🤖 AI Summary
Conventional CNNs suffer from high computational cost and energy consumption, hindering their deployment on resource-constrained edge devices. Method: This work investigates the joint impact of embedding signal-processing transforms—specifically Fast Fourier Transform (FFT), Walsh–Hadamard Transform (WHT), and Discrete Cosine Transform (DCT)—into ResNet50, with a focus on computational efficiency, energy consumption, and classification accuracy. We propose a novel multi-layer collaborative embedding paradigm for WHT within CNNs—the first systematic exploration of its cross-layer synergistic gain mechanism. Contribution/Results: Evaluated on CIFAR-100 using a unified energy–accuracy assessment framework, the WHT-enhanced ResNet50 achieves a significant accuracy improvement—from 66.0% to 79.2%—while reducing average per-model energy consumption from 25.6 MJ to 39 kJ (>99.8% reduction). Crucially, this approach preserves architectural compatibility with standard ResNet50, enabling a breakthrough trade-off between high accuracy and ultra-low power consumption, thereby offering a scalable pathway for efficient edge vision model design.
📝 Abstract
This study investigates the integration of signal processing transformations -- Fast Fourier Transform (FFT), Walsh-Hadamard Transform (WHT), and Discrete Cosine Transform (DCT) -- within the ResNet50 convolutional neural network (CNN) model for image classification.
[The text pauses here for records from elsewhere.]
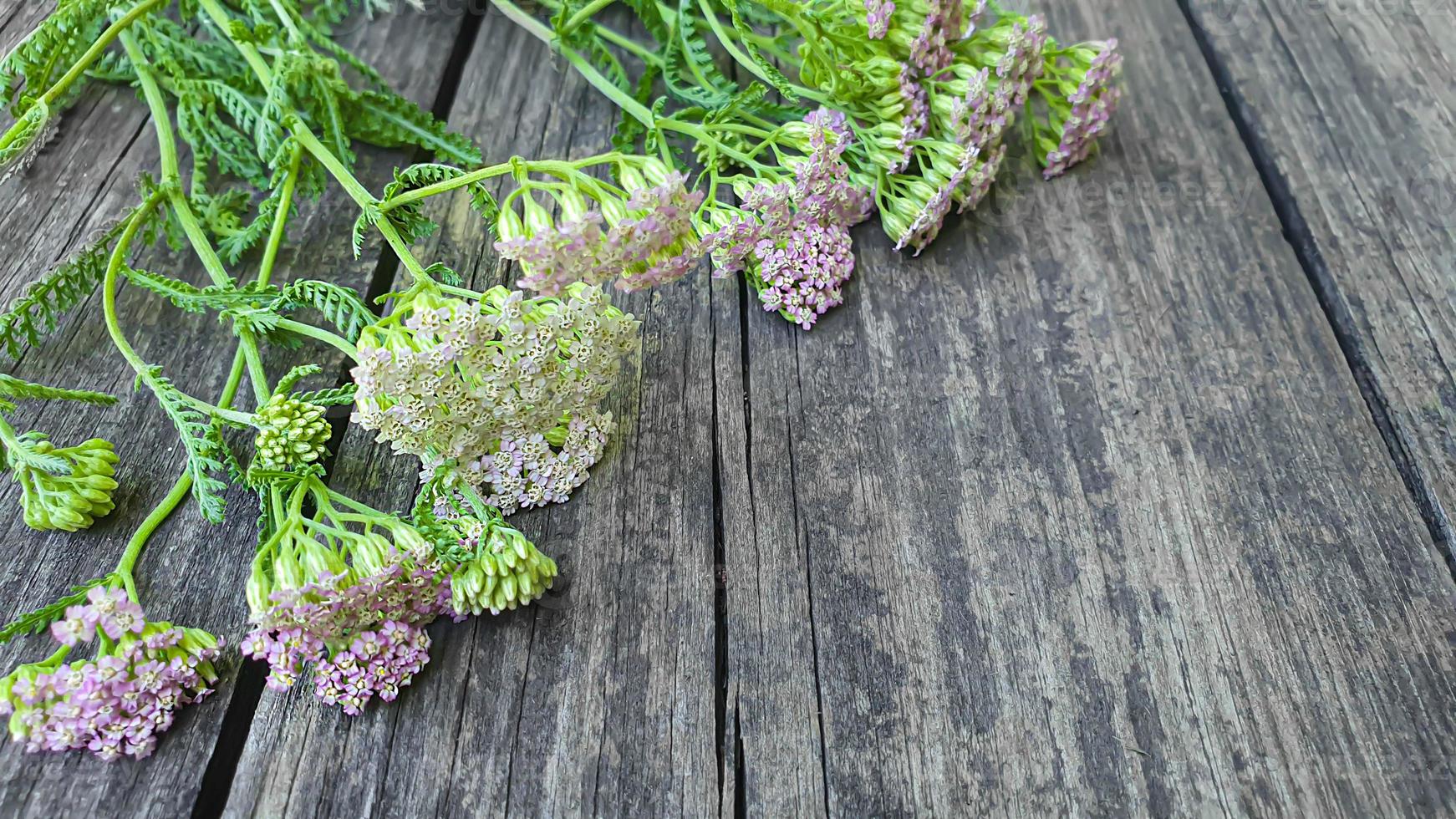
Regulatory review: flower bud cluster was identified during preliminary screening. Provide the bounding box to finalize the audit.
[8,432,116,532]
[243,483,450,704]
[722,0,1120,250]
[354,283,638,512]
[450,521,557,615]
[0,588,220,760]
[1036,39,1123,179]
[253,394,333,470]
[495,157,703,295]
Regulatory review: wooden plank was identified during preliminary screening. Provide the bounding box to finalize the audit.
[227,16,718,816]
[714,0,1456,816]
[1189,0,1456,552]
[0,4,459,816]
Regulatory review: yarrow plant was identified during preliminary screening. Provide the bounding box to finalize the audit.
[0,586,220,760]
[466,0,1121,313]
[0,0,637,760]
[0,0,1121,760]
[353,282,638,513]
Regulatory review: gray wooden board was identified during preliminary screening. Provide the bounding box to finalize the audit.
[0,0,1456,816]
[227,14,718,816]
[0,4,459,816]
[714,0,1456,816]
[1189,0,1456,548]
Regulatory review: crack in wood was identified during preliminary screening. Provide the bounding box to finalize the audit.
[1178,0,1456,579]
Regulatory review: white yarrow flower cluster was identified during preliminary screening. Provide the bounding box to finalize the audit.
[354,283,639,513]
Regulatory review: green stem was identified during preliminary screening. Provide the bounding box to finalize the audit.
[100,191,252,424]
[257,145,303,285]
[198,0,430,281]
[379,161,518,212]
[561,0,616,37]
[491,0,657,128]
[278,318,359,361]
[18,0,169,114]
[116,346,243,603]
[597,23,664,69]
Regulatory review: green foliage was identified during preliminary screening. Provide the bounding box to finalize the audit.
[722,0,798,102]
[0,102,55,182]
[0,575,116,643]
[612,64,663,153]
[275,279,379,342]
[122,267,279,316]
[0,0,121,118]
[626,0,673,43]
[372,163,500,248]
[663,0,738,110]
[137,367,227,524]
[0,373,116,412]
[296,384,355,407]
[273,364,323,394]
[342,90,482,165]
[0,214,135,358]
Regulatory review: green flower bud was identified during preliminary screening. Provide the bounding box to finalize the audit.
[450,524,556,614]
[253,394,333,470]
[8,432,116,532]
[495,201,526,242]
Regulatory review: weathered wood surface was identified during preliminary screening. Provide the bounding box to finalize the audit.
[715,0,1456,816]
[0,0,1456,816]
[0,3,460,816]
[1189,0,1456,552]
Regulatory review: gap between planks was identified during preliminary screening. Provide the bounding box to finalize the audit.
[1178,0,1456,579]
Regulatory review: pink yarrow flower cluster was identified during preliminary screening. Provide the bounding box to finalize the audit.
[703,109,869,328]
[461,409,616,515]
[495,159,703,295]
[1036,39,1123,179]
[0,586,220,760]
[313,620,430,715]
[354,283,639,513]
[242,503,451,715]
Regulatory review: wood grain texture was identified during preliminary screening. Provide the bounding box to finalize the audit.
[0,0,1456,817]
[714,2,1456,816]
[227,14,718,816]
[0,4,459,816]
[1188,0,1456,550]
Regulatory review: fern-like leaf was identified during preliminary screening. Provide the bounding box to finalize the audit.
[0,373,116,406]
[0,575,116,643]
[341,90,482,165]
[273,364,323,393]
[273,279,379,342]
[0,214,135,358]
[137,367,227,524]
[722,0,799,102]
[663,0,738,109]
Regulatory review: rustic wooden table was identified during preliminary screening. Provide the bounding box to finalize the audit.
[0,0,1456,816]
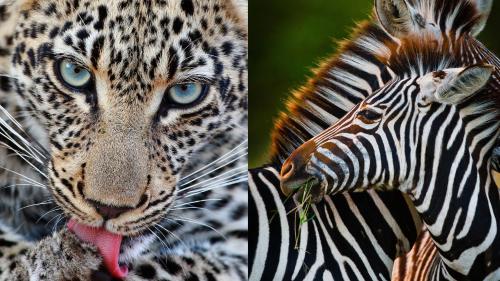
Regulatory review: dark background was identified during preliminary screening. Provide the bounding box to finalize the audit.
[249,0,500,167]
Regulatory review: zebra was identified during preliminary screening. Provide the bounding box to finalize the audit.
[249,1,496,280]
[248,166,420,281]
[281,38,500,280]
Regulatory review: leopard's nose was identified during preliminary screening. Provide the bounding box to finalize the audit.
[88,200,133,220]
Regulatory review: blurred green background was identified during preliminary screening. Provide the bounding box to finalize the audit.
[249,0,500,167]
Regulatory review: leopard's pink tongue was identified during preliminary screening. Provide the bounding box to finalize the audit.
[68,220,128,278]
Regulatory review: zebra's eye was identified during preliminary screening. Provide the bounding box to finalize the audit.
[358,109,382,121]
[167,83,208,107]
[57,59,92,90]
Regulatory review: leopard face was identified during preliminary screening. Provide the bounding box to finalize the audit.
[8,0,247,235]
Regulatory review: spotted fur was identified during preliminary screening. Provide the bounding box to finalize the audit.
[0,0,248,280]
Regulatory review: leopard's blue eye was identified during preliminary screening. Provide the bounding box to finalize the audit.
[167,83,208,106]
[59,59,92,88]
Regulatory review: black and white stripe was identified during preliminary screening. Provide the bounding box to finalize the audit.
[249,166,420,281]
[282,58,500,280]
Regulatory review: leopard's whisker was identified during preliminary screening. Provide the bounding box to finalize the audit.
[179,159,248,191]
[172,198,221,208]
[0,166,46,187]
[179,169,247,195]
[185,176,248,198]
[52,214,65,232]
[17,199,54,211]
[166,215,227,239]
[148,226,169,249]
[0,126,43,163]
[0,106,50,159]
[35,206,62,223]
[0,143,49,179]
[0,183,45,189]
[179,139,248,185]
[155,223,189,249]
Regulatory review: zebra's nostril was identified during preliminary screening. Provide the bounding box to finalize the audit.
[88,200,132,220]
[280,161,294,179]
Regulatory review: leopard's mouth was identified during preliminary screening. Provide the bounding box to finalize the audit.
[67,219,152,278]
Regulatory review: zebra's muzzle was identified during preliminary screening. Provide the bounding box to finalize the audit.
[280,140,317,196]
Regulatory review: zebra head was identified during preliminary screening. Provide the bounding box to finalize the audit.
[281,65,498,198]
[375,0,493,39]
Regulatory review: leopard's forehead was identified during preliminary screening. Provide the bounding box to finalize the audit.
[19,0,246,99]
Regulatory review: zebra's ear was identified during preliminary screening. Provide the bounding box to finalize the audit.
[375,0,413,37]
[419,64,494,104]
[470,0,493,36]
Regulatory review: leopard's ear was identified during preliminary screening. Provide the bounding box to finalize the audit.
[469,0,493,36]
[229,0,248,28]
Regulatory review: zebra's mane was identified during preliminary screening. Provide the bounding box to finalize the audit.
[270,0,492,165]
[270,21,392,165]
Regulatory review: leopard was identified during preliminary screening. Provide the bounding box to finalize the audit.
[0,0,248,281]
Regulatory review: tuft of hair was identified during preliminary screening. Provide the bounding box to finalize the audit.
[270,20,391,165]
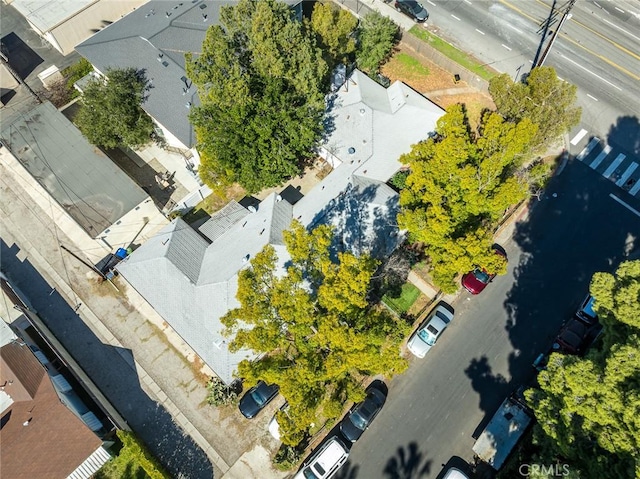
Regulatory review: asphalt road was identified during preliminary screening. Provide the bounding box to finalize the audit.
[337,160,640,479]
[424,0,640,136]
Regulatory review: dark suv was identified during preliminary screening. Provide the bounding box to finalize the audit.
[394,0,429,22]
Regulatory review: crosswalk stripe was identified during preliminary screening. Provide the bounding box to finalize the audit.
[616,163,638,186]
[571,128,587,146]
[602,153,627,178]
[629,181,640,196]
[589,145,611,170]
[577,137,600,161]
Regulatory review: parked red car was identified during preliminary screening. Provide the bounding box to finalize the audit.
[462,248,507,294]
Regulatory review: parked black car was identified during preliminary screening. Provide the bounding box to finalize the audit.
[340,388,387,442]
[576,294,598,326]
[238,381,280,419]
[394,0,429,22]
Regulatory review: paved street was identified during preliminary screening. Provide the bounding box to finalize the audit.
[424,0,640,136]
[338,156,640,479]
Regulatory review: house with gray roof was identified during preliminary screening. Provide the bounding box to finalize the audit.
[9,0,147,55]
[117,71,444,382]
[76,0,301,156]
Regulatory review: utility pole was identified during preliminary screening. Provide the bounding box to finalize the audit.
[0,52,42,103]
[532,0,576,69]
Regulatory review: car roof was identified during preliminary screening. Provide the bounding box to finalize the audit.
[580,295,597,318]
[442,467,469,479]
[430,304,453,321]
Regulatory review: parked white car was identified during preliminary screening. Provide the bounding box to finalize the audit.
[293,436,349,479]
[407,305,453,358]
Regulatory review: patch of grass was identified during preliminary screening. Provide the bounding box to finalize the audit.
[409,25,496,80]
[382,283,420,314]
[182,207,209,225]
[394,52,429,75]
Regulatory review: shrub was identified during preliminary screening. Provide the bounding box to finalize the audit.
[206,378,238,406]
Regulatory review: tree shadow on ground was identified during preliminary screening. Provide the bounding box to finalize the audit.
[0,239,214,479]
[607,116,640,156]
[383,442,433,479]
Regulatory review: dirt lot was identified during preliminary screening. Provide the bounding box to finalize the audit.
[382,43,495,125]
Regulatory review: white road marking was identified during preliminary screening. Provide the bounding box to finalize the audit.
[559,53,622,91]
[602,153,627,178]
[589,145,611,170]
[571,128,587,146]
[609,195,640,216]
[578,136,600,161]
[602,18,640,41]
[616,163,638,186]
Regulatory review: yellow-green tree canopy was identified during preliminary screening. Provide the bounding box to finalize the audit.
[489,67,581,152]
[74,68,153,148]
[222,222,408,445]
[186,0,328,192]
[398,105,536,292]
[527,261,640,477]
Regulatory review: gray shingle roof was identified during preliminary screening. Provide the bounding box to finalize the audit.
[76,0,234,148]
[198,200,249,242]
[117,71,444,382]
[0,102,148,238]
[76,0,299,148]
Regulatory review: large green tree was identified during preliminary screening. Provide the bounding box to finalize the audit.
[527,261,640,478]
[74,68,153,148]
[222,222,408,445]
[356,11,399,75]
[187,0,327,192]
[398,105,536,292]
[489,67,581,153]
[311,2,358,68]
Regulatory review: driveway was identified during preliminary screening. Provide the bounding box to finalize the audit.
[339,156,640,479]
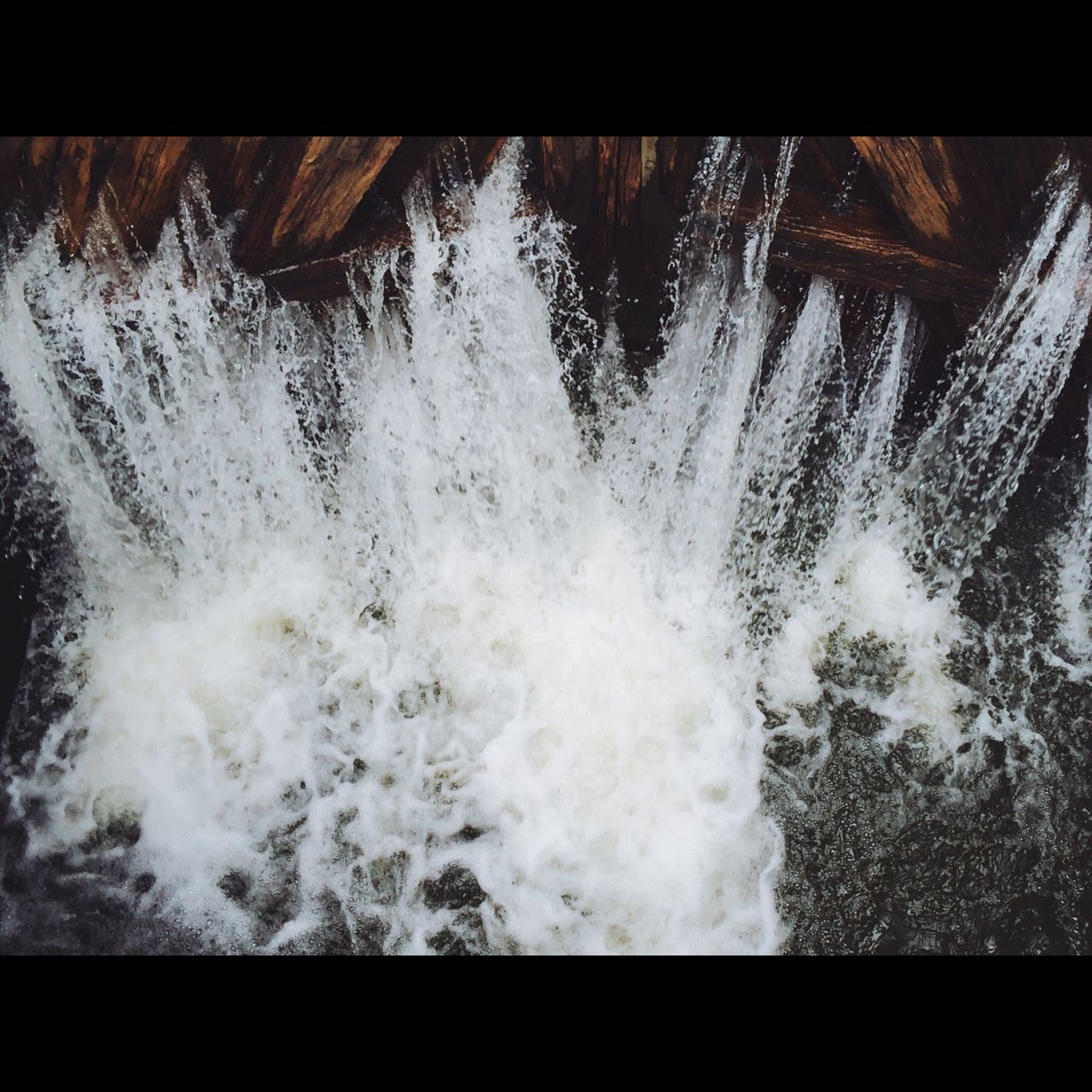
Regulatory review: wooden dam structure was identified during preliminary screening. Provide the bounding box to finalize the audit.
[0,136,1092,336]
[0,136,1092,726]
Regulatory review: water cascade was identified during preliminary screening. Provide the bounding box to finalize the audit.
[0,140,1092,953]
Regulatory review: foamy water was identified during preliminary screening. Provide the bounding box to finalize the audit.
[0,141,1092,953]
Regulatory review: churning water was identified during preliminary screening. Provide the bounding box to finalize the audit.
[0,141,1092,953]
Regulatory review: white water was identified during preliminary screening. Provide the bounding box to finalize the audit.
[0,142,1092,952]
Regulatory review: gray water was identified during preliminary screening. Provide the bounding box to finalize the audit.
[0,140,1092,953]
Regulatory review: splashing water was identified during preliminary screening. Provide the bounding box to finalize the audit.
[0,141,1092,952]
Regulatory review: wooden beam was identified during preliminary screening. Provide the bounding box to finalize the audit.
[102,136,195,251]
[17,136,61,218]
[733,190,996,305]
[235,136,402,273]
[0,136,30,214]
[656,136,706,213]
[198,136,268,216]
[853,136,1042,272]
[1065,136,1092,202]
[263,199,545,303]
[57,136,118,258]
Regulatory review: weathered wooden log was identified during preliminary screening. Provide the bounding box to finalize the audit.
[853,136,1053,272]
[198,136,269,216]
[102,136,195,251]
[0,136,30,214]
[733,183,996,305]
[15,136,61,218]
[235,136,402,273]
[57,136,118,258]
[263,199,545,303]
[1065,136,1092,201]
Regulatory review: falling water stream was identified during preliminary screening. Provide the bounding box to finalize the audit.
[0,140,1092,953]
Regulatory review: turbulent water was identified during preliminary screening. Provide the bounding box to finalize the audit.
[0,141,1092,953]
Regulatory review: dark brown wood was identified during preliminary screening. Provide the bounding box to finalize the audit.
[853,136,1046,272]
[198,136,268,216]
[0,136,30,214]
[235,136,402,273]
[656,136,706,213]
[19,136,61,218]
[539,136,595,231]
[102,136,195,253]
[57,136,118,258]
[734,190,996,305]
[263,199,546,303]
[369,136,440,208]
[1065,136,1092,201]
[467,136,508,181]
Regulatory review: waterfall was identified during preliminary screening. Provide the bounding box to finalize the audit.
[0,140,1092,953]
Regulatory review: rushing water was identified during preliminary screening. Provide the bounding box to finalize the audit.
[0,141,1092,952]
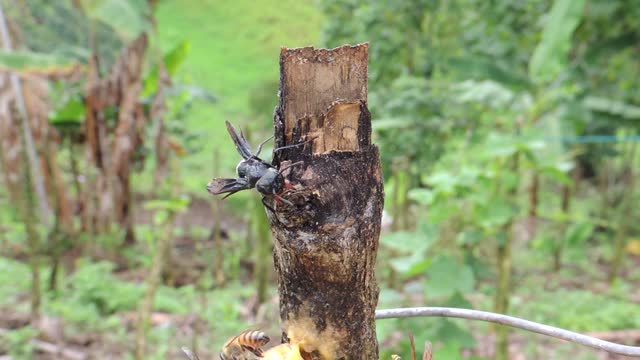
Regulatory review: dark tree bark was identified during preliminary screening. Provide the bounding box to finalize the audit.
[265,44,384,359]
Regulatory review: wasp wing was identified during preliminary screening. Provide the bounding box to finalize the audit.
[207,178,251,199]
[225,121,253,160]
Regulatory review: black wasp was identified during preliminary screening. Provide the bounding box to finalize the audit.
[207,121,304,210]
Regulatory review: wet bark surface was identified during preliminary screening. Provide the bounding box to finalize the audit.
[265,44,383,359]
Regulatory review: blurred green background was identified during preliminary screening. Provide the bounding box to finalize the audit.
[0,0,640,360]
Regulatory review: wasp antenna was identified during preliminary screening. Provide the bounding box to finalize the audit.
[273,194,293,206]
[278,161,304,173]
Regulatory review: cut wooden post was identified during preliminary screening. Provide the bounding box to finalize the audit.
[265,44,384,359]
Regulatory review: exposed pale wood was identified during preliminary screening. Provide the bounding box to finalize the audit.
[266,44,383,359]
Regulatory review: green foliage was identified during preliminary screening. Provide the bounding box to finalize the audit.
[0,50,77,73]
[56,261,142,321]
[80,0,151,41]
[529,0,585,82]
[0,326,37,359]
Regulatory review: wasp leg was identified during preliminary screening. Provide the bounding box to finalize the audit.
[256,135,273,156]
[262,196,276,214]
[278,161,304,173]
[225,121,253,160]
[273,194,293,206]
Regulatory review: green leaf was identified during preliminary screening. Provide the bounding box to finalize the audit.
[49,94,85,126]
[565,221,593,246]
[144,197,190,212]
[529,0,585,82]
[390,252,431,277]
[380,231,433,254]
[409,189,434,205]
[583,96,640,120]
[81,0,150,41]
[142,40,191,97]
[426,256,475,298]
[448,54,531,91]
[0,50,77,72]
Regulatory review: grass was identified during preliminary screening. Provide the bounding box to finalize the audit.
[157,0,322,193]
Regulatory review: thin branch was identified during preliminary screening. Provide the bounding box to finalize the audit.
[376,307,640,357]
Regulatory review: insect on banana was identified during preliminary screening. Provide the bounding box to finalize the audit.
[220,330,271,360]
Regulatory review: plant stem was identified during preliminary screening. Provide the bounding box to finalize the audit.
[494,153,519,360]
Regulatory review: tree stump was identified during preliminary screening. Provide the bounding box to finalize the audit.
[265,44,384,360]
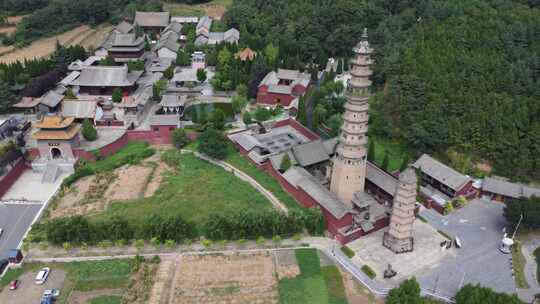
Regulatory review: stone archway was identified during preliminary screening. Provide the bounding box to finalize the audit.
[51,148,62,159]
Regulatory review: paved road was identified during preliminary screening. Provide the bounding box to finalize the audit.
[418,200,516,295]
[0,203,42,260]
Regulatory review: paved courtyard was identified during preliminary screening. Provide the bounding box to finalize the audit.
[417,199,516,296]
[0,170,65,260]
[2,170,66,202]
[347,220,455,286]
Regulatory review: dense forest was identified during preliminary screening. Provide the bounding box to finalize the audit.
[226,0,540,180]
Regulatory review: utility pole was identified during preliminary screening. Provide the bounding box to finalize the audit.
[512,213,523,240]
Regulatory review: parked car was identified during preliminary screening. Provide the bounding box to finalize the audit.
[0,259,9,274]
[43,288,60,298]
[36,267,51,285]
[9,280,21,290]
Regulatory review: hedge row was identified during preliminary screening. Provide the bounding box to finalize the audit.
[37,209,324,245]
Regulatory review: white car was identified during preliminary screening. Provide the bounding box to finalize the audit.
[36,267,51,285]
[43,288,60,298]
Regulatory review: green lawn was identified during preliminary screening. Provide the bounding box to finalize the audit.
[279,249,347,304]
[95,154,271,227]
[512,242,529,289]
[163,0,232,17]
[90,296,122,304]
[370,137,414,172]
[0,259,133,304]
[533,247,540,284]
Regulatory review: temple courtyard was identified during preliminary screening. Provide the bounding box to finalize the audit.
[347,220,455,284]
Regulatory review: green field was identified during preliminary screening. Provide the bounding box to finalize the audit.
[370,137,414,172]
[225,145,302,209]
[0,259,134,304]
[96,154,271,223]
[279,249,347,304]
[163,0,232,17]
[90,296,122,304]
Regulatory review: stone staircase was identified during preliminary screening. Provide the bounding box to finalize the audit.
[41,163,60,184]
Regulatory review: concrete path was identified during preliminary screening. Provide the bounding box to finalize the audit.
[181,150,289,214]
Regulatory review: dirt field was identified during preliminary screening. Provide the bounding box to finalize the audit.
[0,268,66,303]
[169,253,279,304]
[0,25,112,63]
[50,158,168,218]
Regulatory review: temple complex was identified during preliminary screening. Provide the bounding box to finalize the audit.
[383,168,417,253]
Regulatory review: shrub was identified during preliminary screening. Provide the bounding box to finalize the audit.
[133,240,144,251]
[197,128,227,159]
[171,129,189,149]
[361,265,377,280]
[81,118,97,141]
[341,246,356,259]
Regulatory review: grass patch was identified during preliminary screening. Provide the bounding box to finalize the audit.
[225,145,302,209]
[360,265,377,280]
[533,247,540,284]
[94,152,271,230]
[512,241,529,289]
[370,137,414,172]
[90,296,122,304]
[163,0,232,17]
[65,259,133,291]
[0,263,44,290]
[279,249,347,304]
[341,246,355,259]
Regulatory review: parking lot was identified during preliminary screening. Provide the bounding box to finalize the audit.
[0,203,42,260]
[0,269,66,304]
[418,199,516,296]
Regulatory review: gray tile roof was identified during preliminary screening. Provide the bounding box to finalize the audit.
[112,34,144,47]
[163,21,182,35]
[283,167,352,219]
[135,12,170,27]
[229,132,264,151]
[196,16,212,36]
[292,139,330,167]
[150,114,180,126]
[413,154,471,191]
[366,162,398,196]
[62,100,97,118]
[482,177,540,198]
[39,90,64,108]
[159,94,186,107]
[71,65,142,87]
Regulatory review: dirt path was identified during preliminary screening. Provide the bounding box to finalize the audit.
[67,289,123,304]
[0,25,112,63]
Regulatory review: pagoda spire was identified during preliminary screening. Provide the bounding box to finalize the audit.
[330,29,373,207]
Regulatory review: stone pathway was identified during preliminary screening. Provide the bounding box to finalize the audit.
[518,239,540,303]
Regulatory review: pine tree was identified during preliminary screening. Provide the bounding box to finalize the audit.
[368,139,375,162]
[279,153,291,172]
[381,151,390,171]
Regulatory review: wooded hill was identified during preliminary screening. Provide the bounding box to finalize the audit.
[226,0,540,180]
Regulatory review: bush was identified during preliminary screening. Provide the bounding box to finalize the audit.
[361,265,377,280]
[341,246,356,259]
[171,129,189,149]
[81,118,97,141]
[197,128,227,159]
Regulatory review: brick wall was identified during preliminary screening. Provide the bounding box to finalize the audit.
[0,157,29,198]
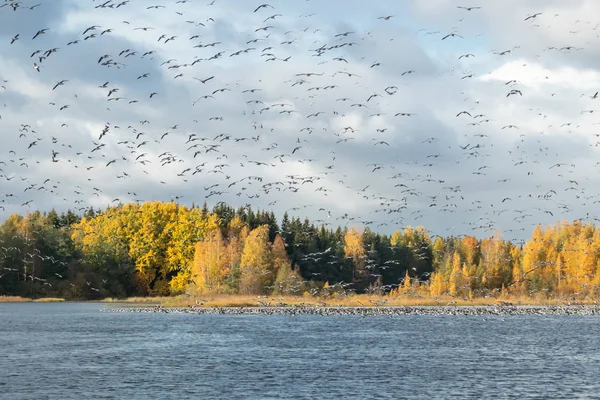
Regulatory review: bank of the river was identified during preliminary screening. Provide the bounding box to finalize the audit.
[103,305,600,316]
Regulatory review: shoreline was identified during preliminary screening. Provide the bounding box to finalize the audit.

The primary objective is to assess the trade-offs between computational efficiency, energy consumption, and classification accuracy during training and inference. Using the CIFAR-100 dataset (100 classes, 60,000 images), experiments demonstrated that incorporating WHT significantly reduced energy consumption while improving accuracy. Specifically, a baseline ResNet50 model achieved a testing accuracy of 66%, consuming an average of 25,606 kJ per model. In contrast, a modified ResNet50 incorporating WHT in the early convolutional layers achieved 74% accuracy, and an enhanced version with WHT applied to both early and late layers achieved 79% accuracy, with an average energy consumption of only 39 kJ per model. These results demonstrate the potential of WHT as a highly efficient and effective approach for energy-constrained CNN applications.